However, in EGFR or ALK-mutated advanced NSCLC, although the majority of patients demonstrated excellent and durable response to EGFR-TKIs or ALK-TKIs, almost all patients will undergo relapse and disease progression within 1-2 years after treatment initiation [16, 17]. Approximately 50% of secondary resistance to EGFR-TKIs is due to EGFR exon 20 T790M mutation [16, 17] and 37% of secondary resistance to ALK-TKIs is attributed to ALK secondary mutations (L1196M, L1152R, G1202R, G1269A, C1156Y etc) or amplifications [18,19,20]. In addition to acquired resistance, approximately 10–20% of patients with advanced NSCLC harboring EGFR sensitive mutations and 5% of patients with ALK rearrangements showed primary resistance to first line EGFR-TKIs or ALK-TKIs treatments and presented with early disease progression (typically within half years after the first treatment) [11, 16,17,18,19,20]. Mechanisms of primary resistance to EGFR-TKIs or ALK-TKIs remained largely unknown.

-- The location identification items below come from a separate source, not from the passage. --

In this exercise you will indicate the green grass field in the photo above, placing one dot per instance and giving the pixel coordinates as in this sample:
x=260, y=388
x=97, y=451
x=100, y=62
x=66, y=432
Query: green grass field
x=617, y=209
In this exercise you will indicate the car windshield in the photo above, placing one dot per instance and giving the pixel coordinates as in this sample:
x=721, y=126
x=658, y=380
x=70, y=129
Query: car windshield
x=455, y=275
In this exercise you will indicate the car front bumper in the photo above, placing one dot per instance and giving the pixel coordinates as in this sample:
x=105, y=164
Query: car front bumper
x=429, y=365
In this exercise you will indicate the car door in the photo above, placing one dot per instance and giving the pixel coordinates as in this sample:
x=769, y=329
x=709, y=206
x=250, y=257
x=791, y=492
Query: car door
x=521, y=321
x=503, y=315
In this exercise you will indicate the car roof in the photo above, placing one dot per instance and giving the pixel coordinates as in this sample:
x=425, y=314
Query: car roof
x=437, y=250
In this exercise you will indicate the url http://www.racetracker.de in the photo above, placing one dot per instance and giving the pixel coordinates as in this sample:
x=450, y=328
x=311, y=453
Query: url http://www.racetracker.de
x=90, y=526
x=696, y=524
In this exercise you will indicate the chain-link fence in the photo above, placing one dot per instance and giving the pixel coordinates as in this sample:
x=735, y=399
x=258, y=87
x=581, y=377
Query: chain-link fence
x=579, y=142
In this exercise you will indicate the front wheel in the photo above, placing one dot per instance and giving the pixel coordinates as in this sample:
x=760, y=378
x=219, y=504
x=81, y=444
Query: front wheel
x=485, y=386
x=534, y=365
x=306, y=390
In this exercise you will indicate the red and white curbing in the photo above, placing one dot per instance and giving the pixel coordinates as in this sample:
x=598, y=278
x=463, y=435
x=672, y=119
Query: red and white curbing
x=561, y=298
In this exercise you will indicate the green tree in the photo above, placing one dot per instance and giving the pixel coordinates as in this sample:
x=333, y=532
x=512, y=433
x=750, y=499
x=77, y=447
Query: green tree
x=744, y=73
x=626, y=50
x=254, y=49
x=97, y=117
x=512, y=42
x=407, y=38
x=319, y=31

It was hypothesized that MET amplification, BIM polymorphisms, PIK3CA mutations, RB1 mutation, AKT1 amplification; HGF amplification, and alterations of the PIK3CA/AKT/mTOR pathway were associated with primary resistance to EGFR-TKIs in patients with advanced EGFR mutated-NSCLC . Meanwhile, over-activation of the ALK signaling such as ALK amplification, up-regulation of bypass signaling pathways might be chief culprits that confer primary resistance to ALK-TKIs [19, 20].In NSCLC, TP53 mutations are the most common co-occurring events with driver oncogenes. According to previous studies, TP53 mutations could be found in 30–72% of all EGFR-mutated NSCLCs and 25–56% of ALK-positive NSCLCs, predominantly in smokers [22, 23] and the younger patients , but were rare in patients with other less common targeted mutations like KRAS mutation/ROS1 re-arrangement/RET re-arrangement .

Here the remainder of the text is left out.